I like to dance. I took lessons as a kid, which was fun, but I stopped when it got too competitive. I took lessons for my wedding, which was fun, but the performance was a bit stressful.
I think that's why I hate clubs. Here's the thing: I don't own any clothes appropriate for clubbing, I look stupid in most clothes appropriate for clubbing, and I sure as heck don't want to put down a significant amount of money for an outfit on the off chance I might, someday, go clubbing. As if, in that circumstance, the outfit would still be appropriate. Dated and ill-fitting is more like it.

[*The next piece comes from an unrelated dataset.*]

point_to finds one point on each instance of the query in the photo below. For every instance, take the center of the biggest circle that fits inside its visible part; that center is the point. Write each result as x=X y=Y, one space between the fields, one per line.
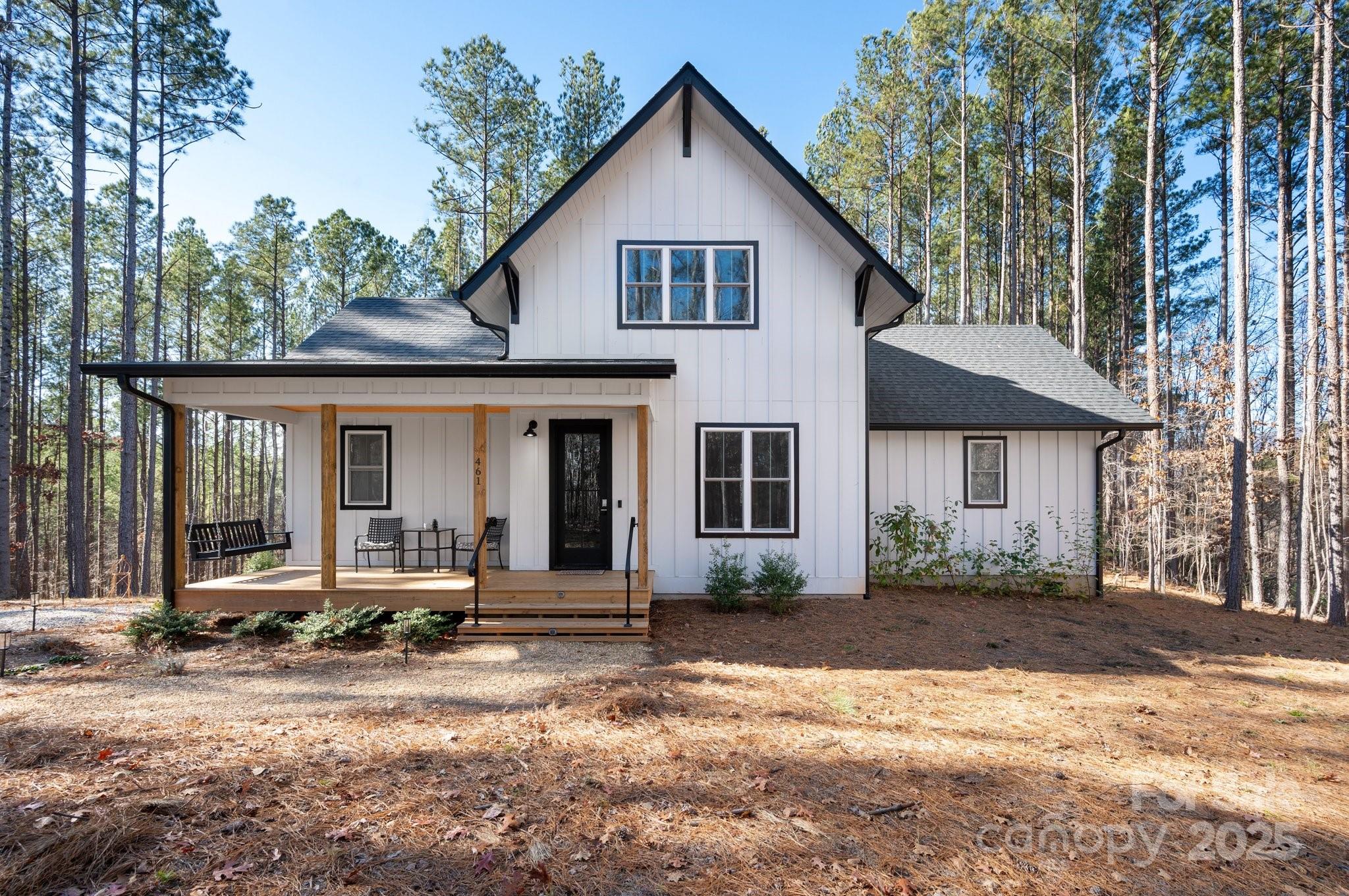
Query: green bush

Then I get there, and every woman is better looking than me. I'm incredibly self-conscious. I could have a drink to relax, but drinks cost how much?! Maybe just one. Why aren't any guys checking me out? I must be hideous. Why are the creepers checking me out? Why do the creepers always go for me?! My husband says it's because he's standing right here -- only creepers would hit on a girl who is clearly with a guy -- but it's not like he's reacting either. He's given me steamier looks when I've been wearing the least flattering pajamas I own. You know what? It's all because I'm so self-conscious. Well, of course I'm self-conscious! I'm the most disgusting thing in here, and I say that having seen the bathroom!

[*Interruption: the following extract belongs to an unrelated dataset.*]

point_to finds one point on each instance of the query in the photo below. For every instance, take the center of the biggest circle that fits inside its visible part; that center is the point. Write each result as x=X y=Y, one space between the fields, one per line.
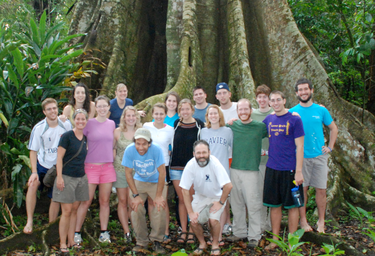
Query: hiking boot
x=104 y=237
x=158 y=248
x=77 y=238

I feel anxious and kind of ugly just typing all that. I have no desire to experience it.
Problem is, I like to dance.
I like to dress pretty, have a glass of wine, belt out the lyrics to a cheesy, upbeat song, and move. Proms were pretty good for this, believe it or not -- I went with guy friends to most of my formal-ish dances, so that worked. College formals had their ups and downs, but none of the downs had anything to do with the super-anxious rant above. And my husband's law school formals were great once I got to know his friends.

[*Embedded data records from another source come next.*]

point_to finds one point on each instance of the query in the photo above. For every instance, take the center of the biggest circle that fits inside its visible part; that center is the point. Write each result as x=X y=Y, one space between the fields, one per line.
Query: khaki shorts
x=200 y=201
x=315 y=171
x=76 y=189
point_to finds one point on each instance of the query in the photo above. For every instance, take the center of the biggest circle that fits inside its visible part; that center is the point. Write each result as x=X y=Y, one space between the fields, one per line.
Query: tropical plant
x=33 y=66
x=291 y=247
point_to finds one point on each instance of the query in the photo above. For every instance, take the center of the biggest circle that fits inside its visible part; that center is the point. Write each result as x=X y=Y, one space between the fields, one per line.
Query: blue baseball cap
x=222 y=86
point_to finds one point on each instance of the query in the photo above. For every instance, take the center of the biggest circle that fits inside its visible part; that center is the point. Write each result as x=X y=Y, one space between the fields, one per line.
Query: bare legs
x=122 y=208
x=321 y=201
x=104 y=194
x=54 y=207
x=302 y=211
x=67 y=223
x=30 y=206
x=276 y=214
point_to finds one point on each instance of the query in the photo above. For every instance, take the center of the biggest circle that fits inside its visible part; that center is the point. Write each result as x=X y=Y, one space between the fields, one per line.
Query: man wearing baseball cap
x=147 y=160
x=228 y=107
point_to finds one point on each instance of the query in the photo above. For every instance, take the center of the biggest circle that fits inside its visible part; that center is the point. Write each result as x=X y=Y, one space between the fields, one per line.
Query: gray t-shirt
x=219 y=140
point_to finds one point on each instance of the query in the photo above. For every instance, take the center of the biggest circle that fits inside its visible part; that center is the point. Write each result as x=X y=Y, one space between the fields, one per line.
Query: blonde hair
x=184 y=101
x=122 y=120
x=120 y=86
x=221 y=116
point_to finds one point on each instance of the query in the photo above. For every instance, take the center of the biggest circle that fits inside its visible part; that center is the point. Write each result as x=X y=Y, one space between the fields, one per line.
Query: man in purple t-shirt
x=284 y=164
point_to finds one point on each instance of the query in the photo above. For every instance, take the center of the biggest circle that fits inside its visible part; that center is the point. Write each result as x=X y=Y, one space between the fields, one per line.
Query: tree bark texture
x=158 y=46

But since then, it's pretty much been weddings or nothing. And I do like weddings, but short of throwing a stupid cheesy fake prom myself (I don't even want to think of the expenses), I don't have any other opportunity to throw on a dress, stand in a clump of friends, and jump up and down yelling the lyrics to "I Gotta Feeling."
I can't choose to like clubs. But I didn't choose to like dancing, either. What's the solution?
Have you ever been in a situation like this? How did you solve it?
Updated 10/22/13 to correct formatting.